Après le thème originel Le répondeur par Éric Neveux lui-même, on en découvre ici une première salve de relectures, emmenée ici par Mom’s Call, petite perle de pop synthétique imaginée par le jeune et prometteur duo rennais Bellboy (Microqlima) : les voix vocodées sont mises au service d’une intro planante et mystérieuse qui se mue en un titre électro-pop à la production élégante, vrai single à la séduisante mélancolie. Le complice des années Microbe, Ben’s Symphonic Orchestra, décroche quant à lui le Téléphone rose et les synthés analogiques pour donner au thème du groove et du grain. Chacun ses armes : chef du Chœur de l’Orchestre de Paris et de la Philharmonie, Richard Wilberforce enfin multiplie les voix pour inventer un Voice Male au titre malin et au charme immédiat. Difficile de décrocher non ?

ORWELL « Composite »

(15/05/2026 – Picture Disque / Inouïe Distribution)

Après l’incartade Son Parapluie qui l’avait mené jusqu’aux Trans, et le pas de côté constitué par des reprises de Simple Minds à la sauce Orwell, Jérôme Didelot et ses complices reviennent aux recettes qui ont fait de leur formation une valeur sûre et de plus en plus reconnue de l’indie-pop à la française. Saine maladie que cette Composite qui donne le nom à cet album protéïforme (et à un bel instru) passant en revue ce qui fait la marque d’Orwell : exigence mélodique, richesse des arrangements, textes essentiellement francophones aux thématiques universelles cachées derrière des formules cryptiques. Ainsi pour l’appendice italophone du premier single Tout jusqu’au bout (Soltanto), hymne à la persévérance (auquel Chercher sans relâche ou l’incartade anglophone Long is the Race font écho), ou l’étrange formulation de l’entêtant Tellement sans. Si les mélodies sont limpides, le sens est parfois retors : Tout n’arrive qu’à moi ne s’autorise ainsi un « je » autocentré que pour raconter avec humilité (mais en accords majeurs) combien chaque existence ne peut se nourrir que de son propre ressenti. Et si un brin de mélancolie ou de saudade à la sauce lorraine (!) s’entend sur certains titres (Si le sol se dérobe, Plus au sud), c’est surtout l’impression d’une certaine sérénité qui traverse ce composite : celle que gagne peu à peu l’artisan appliqué qui sans même y penser aura construit une œuvre.

THE REED CONSERVATION SOCIETY single « The Kruize »

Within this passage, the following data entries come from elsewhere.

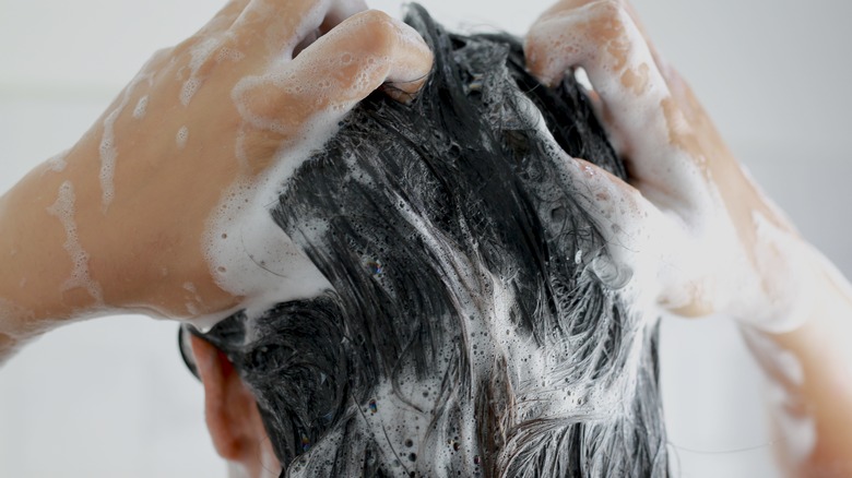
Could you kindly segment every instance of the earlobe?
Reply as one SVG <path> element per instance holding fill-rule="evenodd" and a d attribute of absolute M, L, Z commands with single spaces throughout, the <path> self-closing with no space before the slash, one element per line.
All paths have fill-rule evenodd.
<path fill-rule="evenodd" d="M 267 433 L 255 396 L 227 357 L 211 344 L 191 337 L 192 352 L 204 384 L 204 414 L 216 452 L 228 461 L 257 461 Z"/>

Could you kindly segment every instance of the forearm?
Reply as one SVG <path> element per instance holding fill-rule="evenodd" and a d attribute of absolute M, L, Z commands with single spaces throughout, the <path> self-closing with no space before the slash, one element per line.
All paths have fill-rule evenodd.
<path fill-rule="evenodd" d="M 0 196 L 0 361 L 92 302 L 74 287 L 75 258 L 69 252 L 74 248 L 67 227 L 73 222 L 73 204 L 68 190 L 61 193 L 62 183 L 62 177 L 42 165 Z"/>
<path fill-rule="evenodd" d="M 769 378 L 779 457 L 792 476 L 852 476 L 852 295 L 818 258 L 817 294 L 795 331 L 746 331 Z"/>

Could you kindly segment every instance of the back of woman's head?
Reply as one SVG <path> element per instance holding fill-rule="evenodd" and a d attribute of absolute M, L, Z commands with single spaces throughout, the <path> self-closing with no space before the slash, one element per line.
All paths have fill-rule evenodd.
<path fill-rule="evenodd" d="M 409 22 L 419 96 L 370 96 L 272 212 L 333 289 L 204 338 L 288 476 L 666 475 L 656 327 L 566 170 L 624 177 L 581 88 L 541 86 L 510 37 Z"/>

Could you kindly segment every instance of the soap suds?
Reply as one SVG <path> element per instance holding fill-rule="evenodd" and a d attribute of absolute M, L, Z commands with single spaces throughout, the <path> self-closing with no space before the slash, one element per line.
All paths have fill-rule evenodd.
<path fill-rule="evenodd" d="M 47 160 L 47 167 L 49 170 L 54 172 L 62 172 L 68 167 L 68 162 L 66 160 L 68 158 L 68 155 L 71 153 L 71 150 L 63 151 L 62 153 L 57 154 L 56 156 L 51 157 Z"/>
<path fill-rule="evenodd" d="M 59 187 L 59 196 L 56 202 L 47 208 L 48 214 L 56 216 L 62 223 L 66 229 L 66 242 L 62 244 L 74 266 L 71 271 L 71 277 L 64 282 L 61 291 L 68 291 L 75 288 L 83 288 L 88 291 L 96 306 L 103 306 L 104 294 L 100 285 L 92 280 L 88 275 L 88 253 L 83 250 L 78 236 L 76 224 L 74 223 L 74 188 L 71 181 L 64 181 Z"/>
<path fill-rule="evenodd" d="M 175 136 L 175 142 L 177 143 L 178 148 L 182 150 L 187 147 L 188 140 L 189 140 L 189 128 L 181 127 L 180 130 L 178 130 L 177 135 Z"/>
<path fill-rule="evenodd" d="M 137 85 L 142 81 L 151 81 L 150 74 L 140 74 L 125 88 L 121 99 L 113 111 L 104 120 L 104 134 L 100 139 L 100 190 L 104 213 L 109 208 L 109 204 L 116 194 L 115 175 L 116 160 L 118 159 L 118 148 L 116 146 L 115 128 L 118 117 L 123 112 L 130 97 Z"/>
<path fill-rule="evenodd" d="M 145 117 L 145 112 L 147 112 L 147 95 L 139 98 L 139 103 L 137 103 L 137 107 L 133 108 L 133 118 L 142 119 Z"/>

(28/04/2026 – La Basse Roche / Believe)

Marquant un retour à la langue anglaise des trois EP initiaux, le 2e album de la formation parisienne s’annonce avec ce premier extrait, où il est question de la propension qu’on peut avoir à se complaire dans des relations imparfaites. On y retrouve la classe des mélodies et des arrangements de TRCS, et le goût de Stéphane Auzenet pour construire des récits parfois un peu surréalistes (en clin d’œil à Pavement en l’espèce), aidé ici par la voix de Natasha Penot (vue récemment au sein de The Appartments entre autres), et servi par les somptueux paysages du clip réalisé (comme Pylônes) par Elon Cattan. On vous embarque !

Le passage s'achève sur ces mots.